Nous vivons à l’ère du plastique. Les objets en plastique font désormais partie de notre vie quotidienne. Un simple coup d’oeil dans notre environnement met en évidence l’abondance de plastique qui nous entoure. Le plastique est là, partout : tubes de dentifrice, bouteilles d’eau ou d’autres boissons, détergents, jouets, stylos et ustensiles de cuisine pour ne citer que ceux-là. Omniprésent dans les magasins, le plus souvent sous forme d’emballage à usage unique, le plastique est difficile à éviter. Soit pour protéger des aliments, pour emballer des vêtements ou tout simplement dans nos fournitures scolaires. Autrement dit, il ne se passe pas une seule journée sans qu’on utilise du plastique. Alors on se réveille — notre réveil a probablement un boîtier en plastique — on se brosse les dents avec une brosse à dents en plastique, on se lave le visage avec des produits dans des emballages en plastique, on fait notre smoothie du petit-déjeuner avec une machine en plastique dans un gobelet en plastique, on s’assoit sur un siège de toilette en plastique, on met des vêtements dont beaucoup renferment des fibres synthétiques (plastique), on prend le smartphone qui a un boîtier en plastique et des composants en plastique, on se dirige vers le travail … encore des matériaux en plastique, etc. Pendant toute la journée, on touche au moins cent objets en plastique, nombre qui a augmenté à cause du Covid, avec les masques, les tasses jetables, les gants chirurgicaux, les seringues de vaccin et les cathéters. Presque toutes les parties importantes de notre vie dépendent du plastique, à partir des moyens de transport qui nous amènent là où nous voulons aller, passant par la technologie qui nous relie, jusqu’à l’équipement dont nous avons besoin. Bref, nous sommes devenus tellement dépendants du plastique dans presque tout ce que nous faisons qu’il serait difficile d’imaginer une vie sans plastique.

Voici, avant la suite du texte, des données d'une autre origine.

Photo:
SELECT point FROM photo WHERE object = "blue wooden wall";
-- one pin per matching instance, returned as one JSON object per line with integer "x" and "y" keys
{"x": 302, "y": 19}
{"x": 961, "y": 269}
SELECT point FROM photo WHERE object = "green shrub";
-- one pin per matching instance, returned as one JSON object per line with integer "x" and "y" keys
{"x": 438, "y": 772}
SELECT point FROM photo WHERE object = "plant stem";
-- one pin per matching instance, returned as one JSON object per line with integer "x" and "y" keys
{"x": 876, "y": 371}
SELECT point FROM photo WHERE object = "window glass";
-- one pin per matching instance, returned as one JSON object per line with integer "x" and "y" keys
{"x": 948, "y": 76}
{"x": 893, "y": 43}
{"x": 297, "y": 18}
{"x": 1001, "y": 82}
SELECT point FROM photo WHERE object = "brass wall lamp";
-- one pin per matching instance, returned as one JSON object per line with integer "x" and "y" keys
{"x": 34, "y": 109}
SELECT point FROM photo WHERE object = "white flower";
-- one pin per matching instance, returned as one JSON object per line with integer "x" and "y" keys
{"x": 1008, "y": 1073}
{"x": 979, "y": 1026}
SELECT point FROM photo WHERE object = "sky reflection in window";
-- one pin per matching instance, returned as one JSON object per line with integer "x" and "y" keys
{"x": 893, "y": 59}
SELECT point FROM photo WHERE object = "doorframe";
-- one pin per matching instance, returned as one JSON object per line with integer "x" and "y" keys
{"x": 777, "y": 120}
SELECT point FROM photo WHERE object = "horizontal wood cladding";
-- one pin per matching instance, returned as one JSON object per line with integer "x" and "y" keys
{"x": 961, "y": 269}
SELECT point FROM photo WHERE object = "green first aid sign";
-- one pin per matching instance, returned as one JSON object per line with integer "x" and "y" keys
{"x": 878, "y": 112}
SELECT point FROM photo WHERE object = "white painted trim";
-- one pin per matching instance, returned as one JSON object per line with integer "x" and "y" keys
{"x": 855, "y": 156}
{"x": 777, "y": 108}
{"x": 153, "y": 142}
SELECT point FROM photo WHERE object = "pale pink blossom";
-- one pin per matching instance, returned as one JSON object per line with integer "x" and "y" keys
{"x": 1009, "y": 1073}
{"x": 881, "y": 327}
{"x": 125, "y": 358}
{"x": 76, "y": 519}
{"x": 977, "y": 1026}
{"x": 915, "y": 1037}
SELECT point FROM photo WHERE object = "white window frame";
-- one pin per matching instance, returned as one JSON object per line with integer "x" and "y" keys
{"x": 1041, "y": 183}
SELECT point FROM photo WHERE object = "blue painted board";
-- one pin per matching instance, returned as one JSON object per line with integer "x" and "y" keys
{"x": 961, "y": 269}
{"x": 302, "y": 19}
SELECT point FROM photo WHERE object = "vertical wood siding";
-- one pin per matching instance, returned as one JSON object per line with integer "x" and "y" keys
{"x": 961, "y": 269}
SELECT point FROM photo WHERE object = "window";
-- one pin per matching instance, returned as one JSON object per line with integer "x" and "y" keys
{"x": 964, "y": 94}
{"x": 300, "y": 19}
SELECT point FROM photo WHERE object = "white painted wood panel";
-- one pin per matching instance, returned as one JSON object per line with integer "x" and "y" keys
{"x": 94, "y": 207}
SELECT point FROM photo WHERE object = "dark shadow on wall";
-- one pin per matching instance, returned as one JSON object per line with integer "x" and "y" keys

« Nous vivons dans une société très axée sur la consommation, et avec, les demandes de plus en plus concernant le plastique », lance Amr Mostafa, ingénieur microélectronique, tout en ajoutant que ce n’est pas simplement une commodité, car le plastique a révolutionné tous les secteurs : du bâtiment à l’aéronautique, en passant par l’alimentation et l’automobile. Par exemple, les appareils électroniques modernes n’existeraient pas sans plastique. Les emballages en plastique réduisent le poids des produits, les coûts de transport et l’utilisation de combustibles fossiles, sans oublier le rôle essentiel joué par le plastique.
Même en médecine, il est là : à l’intérieur de notre corps, nous avons maintenant la possibilité d’avoir des valves cardiaques en plastique, des articulations du genou en plastique et des articulations de la hanche en plastique. Les prothèses en plastique aident les patients amputés à retrouver mobilité et qualité de vie. Sans oublier les ventilateurs qui ont sauvé tant de vies pendant la pandémie de Covid-19.
Le mal du siècle ?
En effet, la popularité du plastique, qui a commencé à augmenter dans les années 1950, est devenue aujourd’hui incontrôlable. D’après un rapport récemment publié par le Programme des Nations-Unies pour l’Environnement (PNUE), plus de 400 millions de tonnes de plastique sont produites chaque année, dont la moitié est conçue pour n’être utilisée qu’une seule fois. Moins de 10 % de ce plastique sont recyclés, et 9 à 12 millions de tonnes finissent dans les océans. « En Afrique, un continent qui ne produit que 5 % du plastique mondial, les sources d’eau sont encombrées de déchets en plastique, en particulier le plastique à usage unique et les microplastiques. Les conséquences de la pollution plastique en Afrique sont graves et à multiples facettes. Elle engendre des impacts négatifs à la fois sur le climat, la santé humaine et la biodiversité. Renfermant des produits chimiques toxiques, le plastique peut aussi s’infiltrer dans l’écosystème marin et finir dans la chaîne alimentaire humaine », explique Omar Al-Nadi, professeur en ingénierie environnementale.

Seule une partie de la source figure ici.